Edit: fixed, thanks.
 
Last edited:
  • #3
mfb said:
I think the surface is meant as 3-dimensional object, so you can write $$z=f(x,y)=\frac{1}{2a}(x^2+y^2)$$ That's a cone. The center of mass is trivial for the x- and y-coordinate, and the z-coordinate is interesting.

Actually, it's a paraboloid.
 
  • #4
Ok, if the surface is 3-dimensional than i can write ##x=rcos\varphi ## and ##y=rsin\varphi ## for ##r\in \left [ 0,a \right ]## and ##\varphi \in \left [ 0,2\pi \right ]##

Therefore ##f(r,\varphi )=\frac{1}{2r}r^2=\frac{r}{2}##

So ##z=\frac{\int_{0}^{2\pi }\int_{0}^{a}\frac{r^2}{4}drd\varphi }{\int_{0}^{2\pi }\int_{0}^{a}\frac{r}{2}drd\varphi }=\frac{a}{3}##

Or is this not so easy? :D
 
  • #5
Why did you replace a by r in the denominator for f?
And I think there are factors of r missing in the integration (r dr dφ).
 
  • #6
Blah, I don't know. I shouldn't have done that!

##x=rcos\varphi ## and ##y=rsin\varphi ## for ##r\in \left [ 0,a \right ]## and ##\varphi \in \left [ 0,2\pi \right ]##

Therefore ##f(r,\varphi )=\frac{1}{2a}r^2##

So ##z=\frac{\int_{0}^{2\pi }\int_{0}^{a}\frac{r^4}{4a^2}drd\varphi }{\int_{0}^{2\pi }\int_{0}^{a}\frac{r^2}{2a}drd\varphi }=\frac{3}{10}a##
 

1. What is the center of mass of a curved surface?

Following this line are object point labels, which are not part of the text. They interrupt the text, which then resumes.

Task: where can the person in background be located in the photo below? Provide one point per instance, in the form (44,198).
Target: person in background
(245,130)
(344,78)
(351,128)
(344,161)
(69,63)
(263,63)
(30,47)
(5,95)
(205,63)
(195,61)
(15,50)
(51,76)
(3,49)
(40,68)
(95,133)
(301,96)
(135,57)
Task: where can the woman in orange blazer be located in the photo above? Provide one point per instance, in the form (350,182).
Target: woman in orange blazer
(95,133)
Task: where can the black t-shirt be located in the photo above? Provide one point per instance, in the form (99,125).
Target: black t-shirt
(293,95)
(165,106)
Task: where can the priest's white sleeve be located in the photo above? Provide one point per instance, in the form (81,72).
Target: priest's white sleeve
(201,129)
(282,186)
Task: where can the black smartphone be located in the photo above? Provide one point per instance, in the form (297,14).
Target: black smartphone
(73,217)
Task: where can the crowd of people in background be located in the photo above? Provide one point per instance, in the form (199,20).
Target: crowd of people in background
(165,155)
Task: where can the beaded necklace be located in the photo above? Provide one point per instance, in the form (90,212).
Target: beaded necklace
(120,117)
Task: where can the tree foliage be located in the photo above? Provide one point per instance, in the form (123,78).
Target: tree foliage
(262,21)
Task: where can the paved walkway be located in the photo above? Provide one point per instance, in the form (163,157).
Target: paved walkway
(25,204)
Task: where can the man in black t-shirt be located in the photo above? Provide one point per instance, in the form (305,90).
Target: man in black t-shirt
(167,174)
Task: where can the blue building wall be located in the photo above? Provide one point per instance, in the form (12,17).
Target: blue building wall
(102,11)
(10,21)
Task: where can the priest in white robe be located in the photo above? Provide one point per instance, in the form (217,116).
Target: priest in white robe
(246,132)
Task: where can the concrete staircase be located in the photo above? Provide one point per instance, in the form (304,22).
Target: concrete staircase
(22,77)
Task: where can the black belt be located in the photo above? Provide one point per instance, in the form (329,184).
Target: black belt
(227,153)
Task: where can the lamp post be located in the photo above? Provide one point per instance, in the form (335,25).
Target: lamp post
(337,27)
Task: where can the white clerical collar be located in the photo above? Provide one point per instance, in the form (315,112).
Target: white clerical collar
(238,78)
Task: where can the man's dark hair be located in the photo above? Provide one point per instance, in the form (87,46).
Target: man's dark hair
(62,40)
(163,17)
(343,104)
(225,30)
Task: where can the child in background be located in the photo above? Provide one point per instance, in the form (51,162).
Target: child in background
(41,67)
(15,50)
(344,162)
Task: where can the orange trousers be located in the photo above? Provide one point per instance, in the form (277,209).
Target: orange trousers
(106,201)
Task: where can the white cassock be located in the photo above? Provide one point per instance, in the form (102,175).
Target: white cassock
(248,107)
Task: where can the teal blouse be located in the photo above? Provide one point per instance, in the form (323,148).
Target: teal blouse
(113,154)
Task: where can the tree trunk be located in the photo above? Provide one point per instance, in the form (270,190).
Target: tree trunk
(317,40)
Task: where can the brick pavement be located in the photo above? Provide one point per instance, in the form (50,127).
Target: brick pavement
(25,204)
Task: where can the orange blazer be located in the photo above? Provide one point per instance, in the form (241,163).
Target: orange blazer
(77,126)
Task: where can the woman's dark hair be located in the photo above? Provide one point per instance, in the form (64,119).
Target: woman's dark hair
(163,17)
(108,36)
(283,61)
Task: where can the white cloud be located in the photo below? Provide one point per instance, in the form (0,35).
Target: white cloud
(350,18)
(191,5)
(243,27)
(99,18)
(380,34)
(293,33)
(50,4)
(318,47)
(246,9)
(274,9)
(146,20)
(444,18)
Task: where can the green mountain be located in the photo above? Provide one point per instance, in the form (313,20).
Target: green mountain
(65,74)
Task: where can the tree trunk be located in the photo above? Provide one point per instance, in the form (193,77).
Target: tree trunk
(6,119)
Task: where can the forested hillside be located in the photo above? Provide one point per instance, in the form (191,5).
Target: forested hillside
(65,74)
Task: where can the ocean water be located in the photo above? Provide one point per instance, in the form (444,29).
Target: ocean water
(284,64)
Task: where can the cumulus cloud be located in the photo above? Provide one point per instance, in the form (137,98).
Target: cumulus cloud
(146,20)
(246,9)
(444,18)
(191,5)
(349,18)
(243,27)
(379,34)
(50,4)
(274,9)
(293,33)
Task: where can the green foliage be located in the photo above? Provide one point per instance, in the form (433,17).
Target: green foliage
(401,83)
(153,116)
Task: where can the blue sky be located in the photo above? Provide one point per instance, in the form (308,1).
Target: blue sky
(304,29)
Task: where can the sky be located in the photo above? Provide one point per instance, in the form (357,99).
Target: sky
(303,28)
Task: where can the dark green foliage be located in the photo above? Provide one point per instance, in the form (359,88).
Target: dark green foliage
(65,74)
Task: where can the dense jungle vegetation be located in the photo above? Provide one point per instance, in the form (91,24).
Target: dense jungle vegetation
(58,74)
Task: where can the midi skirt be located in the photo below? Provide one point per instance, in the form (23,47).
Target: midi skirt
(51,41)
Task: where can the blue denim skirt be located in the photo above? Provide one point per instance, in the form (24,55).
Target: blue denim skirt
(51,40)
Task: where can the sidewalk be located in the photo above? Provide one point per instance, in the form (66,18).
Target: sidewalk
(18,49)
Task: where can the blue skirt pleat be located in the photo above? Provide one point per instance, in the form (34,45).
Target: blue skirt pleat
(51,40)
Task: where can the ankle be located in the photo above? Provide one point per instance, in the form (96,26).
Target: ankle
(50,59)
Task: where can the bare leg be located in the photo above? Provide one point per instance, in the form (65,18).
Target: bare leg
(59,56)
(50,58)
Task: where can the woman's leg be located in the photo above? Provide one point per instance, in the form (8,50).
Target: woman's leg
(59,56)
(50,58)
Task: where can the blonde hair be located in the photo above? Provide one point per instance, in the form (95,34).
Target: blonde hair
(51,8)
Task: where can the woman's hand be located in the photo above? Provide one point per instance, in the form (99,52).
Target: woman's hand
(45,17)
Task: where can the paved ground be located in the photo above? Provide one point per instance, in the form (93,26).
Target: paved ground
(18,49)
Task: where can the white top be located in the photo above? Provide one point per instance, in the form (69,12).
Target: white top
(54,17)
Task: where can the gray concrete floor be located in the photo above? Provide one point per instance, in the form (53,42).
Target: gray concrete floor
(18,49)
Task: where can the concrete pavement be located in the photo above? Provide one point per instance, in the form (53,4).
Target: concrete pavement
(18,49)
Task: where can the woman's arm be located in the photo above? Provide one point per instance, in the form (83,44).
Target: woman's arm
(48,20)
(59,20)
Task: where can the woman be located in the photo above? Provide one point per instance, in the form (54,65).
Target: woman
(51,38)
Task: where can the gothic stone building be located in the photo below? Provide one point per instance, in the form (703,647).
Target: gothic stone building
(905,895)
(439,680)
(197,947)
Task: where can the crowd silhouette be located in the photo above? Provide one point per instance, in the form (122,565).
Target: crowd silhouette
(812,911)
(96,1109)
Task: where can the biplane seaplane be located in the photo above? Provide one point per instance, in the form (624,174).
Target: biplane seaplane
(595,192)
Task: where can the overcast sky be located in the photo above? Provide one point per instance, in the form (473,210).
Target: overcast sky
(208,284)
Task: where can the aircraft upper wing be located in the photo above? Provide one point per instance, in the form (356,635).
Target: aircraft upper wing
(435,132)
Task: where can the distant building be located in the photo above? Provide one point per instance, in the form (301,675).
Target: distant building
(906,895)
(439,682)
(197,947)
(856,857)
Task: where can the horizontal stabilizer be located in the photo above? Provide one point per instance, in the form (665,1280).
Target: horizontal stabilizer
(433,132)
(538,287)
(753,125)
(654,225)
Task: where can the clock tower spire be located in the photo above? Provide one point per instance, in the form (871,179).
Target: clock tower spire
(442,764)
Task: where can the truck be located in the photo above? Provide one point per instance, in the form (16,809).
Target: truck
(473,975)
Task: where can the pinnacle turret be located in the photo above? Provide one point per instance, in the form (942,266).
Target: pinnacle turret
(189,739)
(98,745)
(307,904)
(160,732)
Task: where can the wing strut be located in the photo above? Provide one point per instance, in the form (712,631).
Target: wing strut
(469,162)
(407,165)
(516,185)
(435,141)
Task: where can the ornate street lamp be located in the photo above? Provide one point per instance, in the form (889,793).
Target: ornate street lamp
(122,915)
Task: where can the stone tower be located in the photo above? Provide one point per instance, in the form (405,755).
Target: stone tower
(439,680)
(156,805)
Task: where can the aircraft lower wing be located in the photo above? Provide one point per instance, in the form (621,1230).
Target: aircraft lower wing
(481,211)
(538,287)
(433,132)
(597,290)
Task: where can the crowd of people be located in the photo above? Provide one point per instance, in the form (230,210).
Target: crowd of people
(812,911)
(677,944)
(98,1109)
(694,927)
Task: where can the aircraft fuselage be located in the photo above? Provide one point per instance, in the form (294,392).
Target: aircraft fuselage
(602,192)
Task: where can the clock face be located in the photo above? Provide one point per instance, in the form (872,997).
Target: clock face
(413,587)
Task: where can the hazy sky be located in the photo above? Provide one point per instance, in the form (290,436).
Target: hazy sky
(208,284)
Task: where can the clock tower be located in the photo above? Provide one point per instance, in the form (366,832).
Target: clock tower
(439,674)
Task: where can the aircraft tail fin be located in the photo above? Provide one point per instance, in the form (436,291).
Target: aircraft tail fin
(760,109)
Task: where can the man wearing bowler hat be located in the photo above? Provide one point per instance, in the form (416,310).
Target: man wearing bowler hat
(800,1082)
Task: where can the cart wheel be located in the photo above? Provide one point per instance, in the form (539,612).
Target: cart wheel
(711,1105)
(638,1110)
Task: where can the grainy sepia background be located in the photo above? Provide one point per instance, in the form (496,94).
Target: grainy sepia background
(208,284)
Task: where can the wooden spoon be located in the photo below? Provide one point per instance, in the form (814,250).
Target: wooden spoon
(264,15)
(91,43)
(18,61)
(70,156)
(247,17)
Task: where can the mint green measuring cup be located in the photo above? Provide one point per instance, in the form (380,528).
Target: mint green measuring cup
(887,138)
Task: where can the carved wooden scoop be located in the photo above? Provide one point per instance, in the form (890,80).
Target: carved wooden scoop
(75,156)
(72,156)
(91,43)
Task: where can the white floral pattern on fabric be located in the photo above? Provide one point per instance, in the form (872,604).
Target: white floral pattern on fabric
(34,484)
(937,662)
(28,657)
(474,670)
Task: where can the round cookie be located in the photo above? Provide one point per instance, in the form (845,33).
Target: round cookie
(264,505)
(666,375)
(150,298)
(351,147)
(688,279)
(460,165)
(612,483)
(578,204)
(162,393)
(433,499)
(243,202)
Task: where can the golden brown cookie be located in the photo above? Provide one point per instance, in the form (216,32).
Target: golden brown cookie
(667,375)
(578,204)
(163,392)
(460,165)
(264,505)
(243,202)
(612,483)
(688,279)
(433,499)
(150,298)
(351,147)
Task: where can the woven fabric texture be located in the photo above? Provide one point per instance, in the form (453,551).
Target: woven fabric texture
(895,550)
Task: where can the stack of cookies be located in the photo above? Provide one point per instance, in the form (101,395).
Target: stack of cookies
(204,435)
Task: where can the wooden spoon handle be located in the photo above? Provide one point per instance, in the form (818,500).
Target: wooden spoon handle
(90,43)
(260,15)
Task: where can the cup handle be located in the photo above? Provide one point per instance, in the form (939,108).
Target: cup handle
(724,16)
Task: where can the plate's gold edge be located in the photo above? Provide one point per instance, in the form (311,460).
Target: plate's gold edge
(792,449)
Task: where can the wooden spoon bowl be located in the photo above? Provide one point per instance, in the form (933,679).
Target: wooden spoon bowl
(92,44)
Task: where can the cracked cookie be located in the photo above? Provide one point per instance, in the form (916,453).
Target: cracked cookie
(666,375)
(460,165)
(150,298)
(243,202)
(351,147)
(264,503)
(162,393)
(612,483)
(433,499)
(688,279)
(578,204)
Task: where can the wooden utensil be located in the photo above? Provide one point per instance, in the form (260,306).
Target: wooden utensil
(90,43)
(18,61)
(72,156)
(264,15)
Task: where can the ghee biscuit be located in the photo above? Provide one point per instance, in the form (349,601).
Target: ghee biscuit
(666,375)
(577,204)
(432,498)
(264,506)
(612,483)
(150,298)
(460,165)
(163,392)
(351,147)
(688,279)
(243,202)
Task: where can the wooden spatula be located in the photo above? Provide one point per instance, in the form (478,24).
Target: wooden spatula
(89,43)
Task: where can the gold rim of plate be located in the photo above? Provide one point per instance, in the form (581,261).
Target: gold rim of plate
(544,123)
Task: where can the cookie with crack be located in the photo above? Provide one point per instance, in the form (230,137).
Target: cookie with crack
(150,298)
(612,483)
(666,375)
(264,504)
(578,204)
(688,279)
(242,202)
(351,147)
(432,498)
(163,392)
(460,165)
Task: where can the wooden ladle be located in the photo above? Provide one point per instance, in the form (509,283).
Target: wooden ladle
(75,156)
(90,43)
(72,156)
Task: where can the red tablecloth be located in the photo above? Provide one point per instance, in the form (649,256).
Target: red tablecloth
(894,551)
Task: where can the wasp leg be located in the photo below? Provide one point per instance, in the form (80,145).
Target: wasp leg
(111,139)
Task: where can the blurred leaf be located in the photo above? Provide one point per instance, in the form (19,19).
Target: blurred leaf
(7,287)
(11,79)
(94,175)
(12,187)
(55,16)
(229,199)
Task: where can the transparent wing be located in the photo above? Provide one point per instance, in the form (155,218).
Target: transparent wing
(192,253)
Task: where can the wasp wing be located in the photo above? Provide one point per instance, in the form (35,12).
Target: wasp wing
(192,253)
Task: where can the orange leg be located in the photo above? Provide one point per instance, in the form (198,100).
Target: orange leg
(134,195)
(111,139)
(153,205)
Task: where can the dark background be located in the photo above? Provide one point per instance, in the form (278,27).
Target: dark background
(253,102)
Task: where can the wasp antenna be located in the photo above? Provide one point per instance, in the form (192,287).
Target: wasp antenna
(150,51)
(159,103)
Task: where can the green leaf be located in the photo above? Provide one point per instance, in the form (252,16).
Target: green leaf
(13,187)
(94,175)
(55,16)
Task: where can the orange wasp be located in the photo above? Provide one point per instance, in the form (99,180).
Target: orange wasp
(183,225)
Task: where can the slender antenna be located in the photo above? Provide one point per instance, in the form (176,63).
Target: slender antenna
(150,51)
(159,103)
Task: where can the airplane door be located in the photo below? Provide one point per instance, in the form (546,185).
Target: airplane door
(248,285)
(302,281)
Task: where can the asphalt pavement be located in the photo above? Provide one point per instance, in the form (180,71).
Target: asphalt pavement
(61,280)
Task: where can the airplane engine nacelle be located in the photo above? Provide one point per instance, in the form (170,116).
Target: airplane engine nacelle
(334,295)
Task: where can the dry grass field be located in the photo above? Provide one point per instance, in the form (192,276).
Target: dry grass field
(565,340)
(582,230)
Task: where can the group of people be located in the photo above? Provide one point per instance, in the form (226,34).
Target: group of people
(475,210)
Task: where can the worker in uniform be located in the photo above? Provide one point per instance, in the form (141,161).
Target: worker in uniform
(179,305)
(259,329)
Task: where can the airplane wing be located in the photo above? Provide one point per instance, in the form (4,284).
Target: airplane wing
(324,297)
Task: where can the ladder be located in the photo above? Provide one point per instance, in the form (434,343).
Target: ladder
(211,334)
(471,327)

The center of mass of a curved surface is the point at which the entire mass of the surface can be considered to be concentrated. It is the point where the surface would balance if suspended.

2. How is the center of mass of a curved surface calculated?

The center of mass of a curved surface can be calculated by dividing the surface into small infinitesimal elements and finding the center of mass of each element. The overall center of mass can then be found by integrating the individual centers of mass over the entire surface.

3. Does the shape of the curved surface affect the location of its center of mass?

Yes, the shape of the curved surface does affect the location of its center of mass. The center of mass is typically closer to the heavier side of the surface, and it may also be affected by the distribution of mass within the surface.

4. Can the center of mass of a curved surface be outside of the surface itself?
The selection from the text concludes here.